Matrices in Data Science

• Our data set can be represented as matrix, where single samples are vectors

• Most typical representation:

– Each row represent a data sample (e.g. Joe)

– Each column represents a data entry (e.g. age)
X is a num samples x num entries matrix

What can you do with matrices?

• Multiplication with scalar

• Addition of matrices

• Matrices can also be transposed

Multiplication of a vector with a matrix

• Matrix-Vector Product:

• Think of it as:

– Hence:

– We sum over the columns of W weighted by

• Vector needs to have same dimensionality then number of columns!

Multiplication of a matrix with a matrix

• Matrix-Matrix Product:

• Think of it as:

– Hence: Each column in U can be computed by a matrix-vector product

Multiplication of a matrix with a matrix

• Dimensions:

– Number of columns of left matrix must match number of rows of right matri

• Non-commutative (in general):

• Associative:

• Transpose Product:

Important special cases

• Scalar (Inner) product:

– The scalar product can be written as vector-vector product

Important special cases

• Compute row/column averages of matrix

– Vector of row averages (average over all entries per sample)

– Vector of column averages (average over all samles per entry)

Matrix Inverse

• Definition:

• Unit Element: Identity matrix, e.g., 3 x 3:

• Verify it!

• Note: We can only invert quadratic matrices (num rows = num cols)

scalar matrices

Linear regression models revisited

• In linear regression, the output y is modelled as linear function of the input xi

Effect of 𝛽0 Effect of 𝛽1

Linear regression models in matrix form

• Equation for the i-th sample

• Equation for full data set

– is a vector containing the output for each sample

– is the data-matrix containing a vector of ones as the first
column as bias

Linear regression models in matrix form

• Error vector:

• Sum of squared errors (SSE)

• We have now written the SSE completely in matrix form!
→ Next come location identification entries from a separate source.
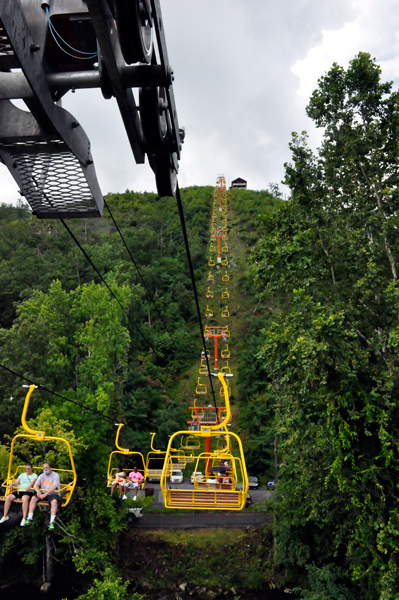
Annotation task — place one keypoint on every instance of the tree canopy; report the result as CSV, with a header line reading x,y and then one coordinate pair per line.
x,y
332,354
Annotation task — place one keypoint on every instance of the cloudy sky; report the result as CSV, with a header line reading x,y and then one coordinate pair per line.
x,y
244,71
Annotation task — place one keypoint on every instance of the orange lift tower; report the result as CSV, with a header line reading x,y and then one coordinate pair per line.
x,y
215,332
220,188
218,234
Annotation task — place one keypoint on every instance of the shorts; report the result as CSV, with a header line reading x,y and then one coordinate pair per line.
x,y
54,496
20,493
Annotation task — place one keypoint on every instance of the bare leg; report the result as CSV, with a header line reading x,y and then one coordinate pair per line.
x,y
32,505
10,498
54,506
25,506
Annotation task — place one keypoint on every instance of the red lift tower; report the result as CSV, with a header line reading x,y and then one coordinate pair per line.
x,y
218,234
216,332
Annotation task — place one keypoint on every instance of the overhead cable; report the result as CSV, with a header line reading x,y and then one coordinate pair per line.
x,y
190,266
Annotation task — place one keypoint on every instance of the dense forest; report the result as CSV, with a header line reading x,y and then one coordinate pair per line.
x,y
316,353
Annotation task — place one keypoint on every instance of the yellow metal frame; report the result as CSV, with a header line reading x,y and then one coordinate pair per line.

Deriving Linear Regression

• How do we obtain the optimal ? (which minimizes the SSE)

At a minimal value of a

function, its derivative is zero

I.e., find a where

Calculus

Ok, we need to talk about derivatives…

“The derivative of a function of a real variable measures the sensitivity to change of a

quantity (a function value or dependent variable) which is determined by another

quantity (the independent variable)” (Wikipedia)

Function:

Derivative:

Minimum:

Derivatives and Gradients

Function:

Derivative:

Minimum:

scalar vector

is also called the gradient of function f at point x

Matrix Calculus

• How do we compute ?

• We need to know some rules from Matrix Calculus (see wikipedia)

– Linear:

– Quadratic:

– Chain rule:

scalar vector

Derivation of the SSE

How do we compute ?

– Chain rule:

– 1st derivative:

– 2nd derivative:

Putting it together…

• Chain rule:

• Set it to zero: Cancel constant factors

Multiply out brackets

Bring on the other side

(Left-)multiply with the inverse

Transpose on both sides:

General solution to the least-squares problem!